Fashion publicist held for stealing Salvador Dali's painting worth $150,000

Written By Mark Hughes | Updated:

Phivos Lampros Istavrioglou, 29, from Greece, is accused of taking the Cartel de Don Juan Tenorio, 1949, by simply removing it from the wall at the Venus Over Manhattan gallery last June and placing it inside a shopping bag before leaving.

A fashion publicist was lured from Milan to New York by undercover police who then arrested and charged him with stealing a $150,000 (pounds 98,000) work by Salvador Dali from a Manhattan gallery.

Phivos Lampros Istavrioglou, 29, from Greece, is accused of taking the Cartel de Don Juan Tenorio, 1949, by simply removing it from the wall at the Venus Over Manhattan gallery last June and placing it inside a shopping bag before leaving.
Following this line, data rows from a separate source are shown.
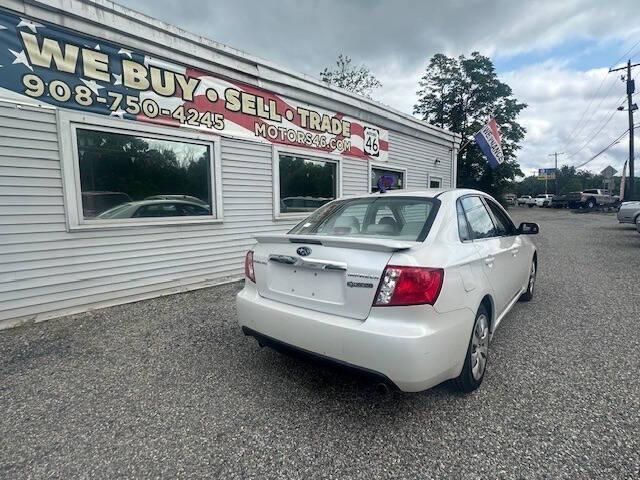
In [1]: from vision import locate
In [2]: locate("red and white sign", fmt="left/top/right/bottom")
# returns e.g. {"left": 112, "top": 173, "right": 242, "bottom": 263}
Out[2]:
{"left": 137, "top": 57, "right": 389, "bottom": 160}
{"left": 0, "top": 8, "right": 389, "bottom": 161}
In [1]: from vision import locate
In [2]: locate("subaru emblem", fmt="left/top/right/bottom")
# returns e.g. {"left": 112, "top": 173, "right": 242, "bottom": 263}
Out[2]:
{"left": 296, "top": 246, "right": 311, "bottom": 257}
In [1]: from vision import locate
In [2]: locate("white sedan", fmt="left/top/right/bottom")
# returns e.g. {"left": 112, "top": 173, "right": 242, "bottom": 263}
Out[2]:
{"left": 237, "top": 189, "right": 538, "bottom": 393}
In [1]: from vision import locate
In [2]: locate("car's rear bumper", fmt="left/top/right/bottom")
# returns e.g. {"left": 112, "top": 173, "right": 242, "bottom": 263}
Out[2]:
{"left": 236, "top": 282, "right": 475, "bottom": 392}
{"left": 241, "top": 326, "right": 399, "bottom": 389}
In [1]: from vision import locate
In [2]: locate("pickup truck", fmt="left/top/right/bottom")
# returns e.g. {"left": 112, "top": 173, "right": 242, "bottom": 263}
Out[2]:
{"left": 551, "top": 194, "right": 569, "bottom": 208}
{"left": 566, "top": 189, "right": 620, "bottom": 209}
{"left": 517, "top": 195, "right": 532, "bottom": 206}
{"left": 528, "top": 194, "right": 554, "bottom": 208}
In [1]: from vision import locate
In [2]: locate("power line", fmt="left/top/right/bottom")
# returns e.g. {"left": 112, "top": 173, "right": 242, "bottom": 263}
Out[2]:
{"left": 573, "top": 123, "right": 639, "bottom": 169}
{"left": 564, "top": 70, "right": 640, "bottom": 162}
{"left": 609, "top": 60, "right": 640, "bottom": 199}
{"left": 565, "top": 94, "right": 627, "bottom": 161}
{"left": 561, "top": 70, "right": 613, "bottom": 150}
{"left": 561, "top": 44, "right": 640, "bottom": 154}
{"left": 610, "top": 38, "right": 640, "bottom": 70}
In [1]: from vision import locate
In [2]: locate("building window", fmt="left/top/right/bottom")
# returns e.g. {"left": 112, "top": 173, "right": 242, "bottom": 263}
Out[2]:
{"left": 77, "top": 129, "right": 213, "bottom": 219}
{"left": 429, "top": 176, "right": 442, "bottom": 189}
{"left": 59, "top": 111, "right": 222, "bottom": 229}
{"left": 370, "top": 166, "right": 406, "bottom": 193}
{"left": 277, "top": 153, "right": 338, "bottom": 215}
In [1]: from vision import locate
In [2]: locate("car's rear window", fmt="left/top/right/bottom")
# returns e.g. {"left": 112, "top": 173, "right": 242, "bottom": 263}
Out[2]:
{"left": 288, "top": 196, "right": 438, "bottom": 241}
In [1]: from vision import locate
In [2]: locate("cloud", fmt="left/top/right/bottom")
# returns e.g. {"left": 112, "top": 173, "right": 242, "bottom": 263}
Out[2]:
{"left": 115, "top": 0, "right": 640, "bottom": 174}
{"left": 504, "top": 60, "right": 632, "bottom": 176}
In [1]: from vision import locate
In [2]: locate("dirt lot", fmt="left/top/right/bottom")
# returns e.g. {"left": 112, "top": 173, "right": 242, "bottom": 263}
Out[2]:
{"left": 1, "top": 207, "right": 639, "bottom": 479}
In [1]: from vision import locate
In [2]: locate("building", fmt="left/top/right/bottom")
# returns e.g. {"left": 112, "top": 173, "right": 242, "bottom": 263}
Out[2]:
{"left": 0, "top": 0, "right": 461, "bottom": 329}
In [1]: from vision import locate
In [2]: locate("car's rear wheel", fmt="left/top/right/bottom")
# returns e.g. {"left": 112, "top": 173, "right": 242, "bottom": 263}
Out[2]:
{"left": 454, "top": 305, "right": 490, "bottom": 393}
{"left": 519, "top": 259, "right": 536, "bottom": 302}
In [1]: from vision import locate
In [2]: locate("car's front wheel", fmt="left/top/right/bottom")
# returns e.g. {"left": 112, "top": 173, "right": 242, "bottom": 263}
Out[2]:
{"left": 454, "top": 304, "right": 490, "bottom": 393}
{"left": 519, "top": 259, "right": 536, "bottom": 302}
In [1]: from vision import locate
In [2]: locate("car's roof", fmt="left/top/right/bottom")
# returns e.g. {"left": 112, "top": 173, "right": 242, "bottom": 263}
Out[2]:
{"left": 82, "top": 191, "right": 129, "bottom": 196}
{"left": 121, "top": 200, "right": 207, "bottom": 206}
{"left": 343, "top": 188, "right": 488, "bottom": 201}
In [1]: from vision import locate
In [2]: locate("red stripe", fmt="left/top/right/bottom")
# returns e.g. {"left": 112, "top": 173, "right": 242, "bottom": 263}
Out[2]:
{"left": 171, "top": 68, "right": 387, "bottom": 158}
{"left": 489, "top": 119, "right": 502, "bottom": 144}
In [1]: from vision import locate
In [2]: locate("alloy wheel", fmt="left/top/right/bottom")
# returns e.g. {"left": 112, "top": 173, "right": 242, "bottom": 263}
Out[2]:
{"left": 529, "top": 261, "right": 536, "bottom": 295}
{"left": 470, "top": 314, "right": 489, "bottom": 381}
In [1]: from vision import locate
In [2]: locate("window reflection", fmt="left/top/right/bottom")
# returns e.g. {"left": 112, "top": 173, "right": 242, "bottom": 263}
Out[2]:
{"left": 76, "top": 129, "right": 213, "bottom": 219}
{"left": 371, "top": 168, "right": 404, "bottom": 192}
{"left": 279, "top": 154, "right": 337, "bottom": 214}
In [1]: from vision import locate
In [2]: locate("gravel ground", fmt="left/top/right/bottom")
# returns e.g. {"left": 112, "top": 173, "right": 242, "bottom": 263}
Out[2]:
{"left": 1, "top": 207, "right": 639, "bottom": 479}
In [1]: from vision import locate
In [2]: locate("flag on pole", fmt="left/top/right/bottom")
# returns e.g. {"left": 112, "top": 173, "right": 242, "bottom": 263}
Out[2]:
{"left": 620, "top": 160, "right": 628, "bottom": 199}
{"left": 474, "top": 118, "right": 505, "bottom": 168}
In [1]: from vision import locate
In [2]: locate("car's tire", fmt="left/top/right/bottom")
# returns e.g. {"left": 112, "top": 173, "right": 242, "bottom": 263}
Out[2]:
{"left": 586, "top": 198, "right": 596, "bottom": 209}
{"left": 528, "top": 204, "right": 534, "bottom": 208}
{"left": 454, "top": 304, "right": 490, "bottom": 393}
{"left": 519, "top": 259, "right": 536, "bottom": 302}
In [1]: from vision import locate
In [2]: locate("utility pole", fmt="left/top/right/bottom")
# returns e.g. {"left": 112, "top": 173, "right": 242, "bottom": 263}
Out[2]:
{"left": 548, "top": 152, "right": 564, "bottom": 195}
{"left": 610, "top": 60, "right": 640, "bottom": 200}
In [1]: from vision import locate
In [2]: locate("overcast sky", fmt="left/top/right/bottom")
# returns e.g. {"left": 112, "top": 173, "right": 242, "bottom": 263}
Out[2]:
{"left": 118, "top": 0, "right": 640, "bottom": 177}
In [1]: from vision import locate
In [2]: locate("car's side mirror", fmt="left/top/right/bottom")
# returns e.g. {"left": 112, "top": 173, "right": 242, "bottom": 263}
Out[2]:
{"left": 517, "top": 222, "right": 539, "bottom": 235}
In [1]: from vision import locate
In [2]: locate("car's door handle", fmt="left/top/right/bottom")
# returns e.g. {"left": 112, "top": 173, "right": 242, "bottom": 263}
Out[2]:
{"left": 484, "top": 256, "right": 495, "bottom": 266}
{"left": 511, "top": 248, "right": 519, "bottom": 256}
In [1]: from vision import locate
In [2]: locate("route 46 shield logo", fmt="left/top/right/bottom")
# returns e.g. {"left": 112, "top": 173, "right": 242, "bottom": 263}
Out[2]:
{"left": 363, "top": 127, "right": 380, "bottom": 157}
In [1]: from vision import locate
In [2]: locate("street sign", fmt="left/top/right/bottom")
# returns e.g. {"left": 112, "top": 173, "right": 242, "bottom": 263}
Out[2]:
{"left": 600, "top": 166, "right": 617, "bottom": 178}
{"left": 538, "top": 168, "right": 556, "bottom": 180}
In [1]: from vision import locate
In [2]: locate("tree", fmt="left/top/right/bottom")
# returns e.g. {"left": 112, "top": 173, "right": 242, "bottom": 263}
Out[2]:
{"left": 320, "top": 54, "right": 382, "bottom": 98}
{"left": 414, "top": 52, "right": 527, "bottom": 200}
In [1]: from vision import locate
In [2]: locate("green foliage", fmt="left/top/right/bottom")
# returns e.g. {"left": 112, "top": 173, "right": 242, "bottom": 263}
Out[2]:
{"left": 515, "top": 165, "right": 636, "bottom": 196}
{"left": 414, "top": 52, "right": 526, "bottom": 199}
{"left": 77, "top": 130, "right": 210, "bottom": 202}
{"left": 320, "top": 54, "right": 382, "bottom": 99}
{"left": 279, "top": 156, "right": 336, "bottom": 199}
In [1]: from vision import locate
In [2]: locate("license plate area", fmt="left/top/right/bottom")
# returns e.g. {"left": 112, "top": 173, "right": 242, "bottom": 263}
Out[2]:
{"left": 267, "top": 262, "right": 346, "bottom": 305}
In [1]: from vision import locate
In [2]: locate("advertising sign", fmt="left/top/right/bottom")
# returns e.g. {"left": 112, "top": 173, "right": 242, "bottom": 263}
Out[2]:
{"left": 537, "top": 168, "right": 556, "bottom": 181}
{"left": 0, "top": 9, "right": 389, "bottom": 160}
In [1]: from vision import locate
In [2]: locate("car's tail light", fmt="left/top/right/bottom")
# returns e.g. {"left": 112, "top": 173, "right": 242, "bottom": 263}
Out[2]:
{"left": 374, "top": 266, "right": 444, "bottom": 306}
{"left": 244, "top": 250, "right": 256, "bottom": 283}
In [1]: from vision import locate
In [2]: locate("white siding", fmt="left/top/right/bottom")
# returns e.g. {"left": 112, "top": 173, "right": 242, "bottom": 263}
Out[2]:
{"left": 0, "top": 101, "right": 455, "bottom": 328}
{"left": 342, "top": 158, "right": 368, "bottom": 197}
{"left": 388, "top": 131, "right": 454, "bottom": 189}
{"left": 0, "top": 101, "right": 304, "bottom": 326}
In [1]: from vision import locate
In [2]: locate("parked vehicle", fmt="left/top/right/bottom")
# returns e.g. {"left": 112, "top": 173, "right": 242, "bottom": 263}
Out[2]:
{"left": 567, "top": 189, "right": 620, "bottom": 209}
{"left": 617, "top": 201, "right": 640, "bottom": 224}
{"left": 551, "top": 194, "right": 569, "bottom": 209}
{"left": 145, "top": 194, "right": 208, "bottom": 206}
{"left": 237, "top": 189, "right": 539, "bottom": 393}
{"left": 502, "top": 193, "right": 517, "bottom": 206}
{"left": 280, "top": 196, "right": 333, "bottom": 213}
{"left": 97, "top": 200, "right": 210, "bottom": 219}
{"left": 517, "top": 195, "right": 532, "bottom": 206}
{"left": 529, "top": 194, "right": 554, "bottom": 208}
{"left": 81, "top": 191, "right": 132, "bottom": 218}
{"left": 637, "top": 215, "right": 640, "bottom": 234}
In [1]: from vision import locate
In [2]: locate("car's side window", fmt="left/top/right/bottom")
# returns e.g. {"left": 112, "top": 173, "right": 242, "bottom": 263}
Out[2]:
{"left": 460, "top": 196, "right": 496, "bottom": 239}
{"left": 484, "top": 199, "right": 516, "bottom": 236}
{"left": 456, "top": 201, "right": 472, "bottom": 241}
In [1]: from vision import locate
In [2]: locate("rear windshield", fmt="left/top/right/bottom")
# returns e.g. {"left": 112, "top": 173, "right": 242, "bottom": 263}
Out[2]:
{"left": 288, "top": 196, "right": 438, "bottom": 241}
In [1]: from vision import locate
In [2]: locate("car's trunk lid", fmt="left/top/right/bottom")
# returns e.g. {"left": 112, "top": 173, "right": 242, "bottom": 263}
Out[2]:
{"left": 252, "top": 234, "right": 415, "bottom": 320}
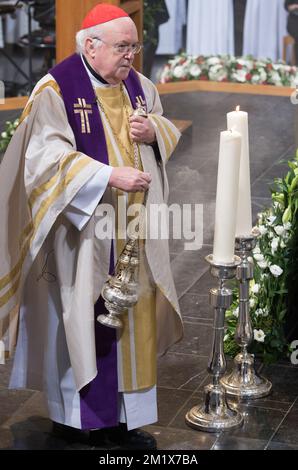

Days later, it was mailed back to the gallery in a cardboard tube, anonymously, from Greece. Mr Istavrioglou was allegedly identified by police after his fingerprints were lifted from the packaging in which the painting was returned.

Police matched the fingerprints to ones already on file after a theft in New York last year.

All that was required was for police to get Mr Istavrioglou back to the US. An undercover officer reportedly posed as the manager of an art gallery claiming to be interested in hiring Mr Istavrioglou, who at the time was in charge of media relations at the Moncler clothing company. He flew to New York to speak to the "gallery manager" about the job but was arrested on landing.

Announcing the charges of grand larceny, the Manhattan District Attorney Cyrus Vance Jr said, "It was almost surreal how this theft was committed - a thief is accused of putting a valuable Salvador Dali drawing into a shopping bag in the middle of the afternoon, in full view of surveillance cameras."

Mr Istavrioglou pleaded not guilty in Manhattan Criminal Court on Tuesday.